This guide covers the CLAUDE.md configuration that locks Claude Code into ChromaDB's correct model: a PersistentClient with an explicit path, embedding functions declared on every collection, document ids tied to source records, batched adds under the SQLite ceiling, metadata filters with the right operator syntax, and the client-server transition when you outgrow the local file. For the embedding pipeline that feeds ChromaDB, Claude Code with the OpenAI SDK covers the rate limiting that keeps embedding generation cheap. If you are deciding between vector stores, Claude Code with Pinecone covers the managed alternative.

The ChromaDB CLAUDE.md template

The CLAUDE.md at your project root is read at the start of every Claude Code session. For a ChromaDB integration it needs to declare: the SDK version, the client mode, the persistence path, the embedding model and its dimension, the collection naming convention, the add and query patterns, and the hard rules that block the mistakes Claude makes most often.

# ChromaDB rules

## Stack
- chromadb ^0.5.x (Python 3.10+) or chromadb-default-embed ^2.x (Node.js)
- Embedding model: text-embedding-3-small (1536 dimensions) via OpenAIEmbeddingFunction
- Persistence: PersistentClient at ./chroma-data (gitignored)
- OPENAI_API_KEY in .env (never hardcode)

## Project structure
- src/lib/chroma.py          , Client singleton + collection accessors
- src/lib/embeddings.py      , Embedding function factory
- src/lib/ingest.py          , Add function with chunked batching
- src/lib/retrieve.py        , Query function with metadata filters
- scripts/reset-collection.py, One-shot rebuild script (gated)

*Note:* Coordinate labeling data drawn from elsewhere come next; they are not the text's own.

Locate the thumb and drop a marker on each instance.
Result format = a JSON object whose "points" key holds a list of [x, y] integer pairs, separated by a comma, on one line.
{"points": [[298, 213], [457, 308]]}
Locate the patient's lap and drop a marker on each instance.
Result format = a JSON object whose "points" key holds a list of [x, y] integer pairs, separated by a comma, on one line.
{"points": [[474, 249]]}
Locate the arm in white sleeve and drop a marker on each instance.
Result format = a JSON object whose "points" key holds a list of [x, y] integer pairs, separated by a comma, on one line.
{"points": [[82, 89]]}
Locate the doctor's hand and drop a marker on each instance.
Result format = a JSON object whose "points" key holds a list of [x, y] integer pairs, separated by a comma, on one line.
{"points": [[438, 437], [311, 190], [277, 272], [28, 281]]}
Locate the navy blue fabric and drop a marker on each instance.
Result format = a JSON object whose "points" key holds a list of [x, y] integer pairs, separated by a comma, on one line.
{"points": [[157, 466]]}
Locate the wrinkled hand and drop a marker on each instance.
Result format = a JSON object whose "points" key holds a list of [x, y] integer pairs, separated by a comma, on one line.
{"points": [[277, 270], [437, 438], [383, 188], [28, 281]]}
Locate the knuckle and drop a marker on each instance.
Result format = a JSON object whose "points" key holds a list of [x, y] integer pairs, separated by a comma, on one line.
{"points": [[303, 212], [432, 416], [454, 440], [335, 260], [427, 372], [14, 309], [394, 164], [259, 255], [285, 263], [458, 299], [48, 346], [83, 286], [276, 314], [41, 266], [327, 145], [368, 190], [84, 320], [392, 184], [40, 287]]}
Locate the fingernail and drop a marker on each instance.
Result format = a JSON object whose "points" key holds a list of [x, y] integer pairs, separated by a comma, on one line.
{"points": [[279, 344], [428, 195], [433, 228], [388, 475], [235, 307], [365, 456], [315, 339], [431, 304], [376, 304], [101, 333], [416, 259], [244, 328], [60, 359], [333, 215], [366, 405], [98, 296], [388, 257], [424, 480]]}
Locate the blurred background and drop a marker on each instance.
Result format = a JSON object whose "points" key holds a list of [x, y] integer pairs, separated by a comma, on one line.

## Client mode (DECLARED, not implicit)
- ALWAYS use PersistentClient(path="./chroma-data") for development
- ALWAYS use HttpClient(host=..., port=...) for shared / production deployments
- NEVER use chromadb.Client() (EphemeralClient), data is lost on process exit
- NEVER instantiate the client inline in route handlers, import from src/lib/chroma.py

## Collection naming (VERSIONED)
- Pattern: {domain}_{model}_v{n}
- Examples: docs_oai3small_v1, notes_oai3small_v1, kb_voyage3_v2
- The model suffix prevents accidental mixing of incompatible embeddings
- The version suffix lets you migrate without dropping the old data

## Embedding function (MANDATORY on every collection)
- ALWAYS pass embedding_function= to create_collection() and get_collection()
- NEVER rely on Chroma's default embedding function in production code
- The function declared at create time MUST match the function at query time
- If the function mismatches, queries silently return wrong results

## Add pattern (MANDATORY batching)
- Batch size: 200 documents per collection.add() call
- SQLite write ceiling sits around 5 MB per transaction with metadata
- ALWAYS pass ids, documents, and metadatas as parallel arrays
- ALWAYS use stable, deterministic ids (hash of source id + chunk index)
- NEVER call collection.add() one document at a time in a loop

## Query pattern (MANDATORY arguments)
- ALWAYS pass n_results explicitly (typical range 5-20)
- ALWAYS pass include=["documents", "metadatas", "distances"] when results matter
- ALWAYS scope by metadata where=... when querying multi-tenant data
- NEVER omit the where clause when querying user-scoped or org-scoped collections

## Hard rules
- NEVER use chromadb.Client() in code that needs to survive a restart
- NEVER create a collection without embedding_function
- NEVER mix embedding models in the same collection
- NEVER write filter syntax like where={"userId": "u_123"} without the $eq operator
- NEVER store the same content with different ids across runs (use deterministic ids)
- ALWAYS check the persistence path exists and is writable at startup

Four rules here prevent the majority of broken ChromaDB integrations Claude generates without them.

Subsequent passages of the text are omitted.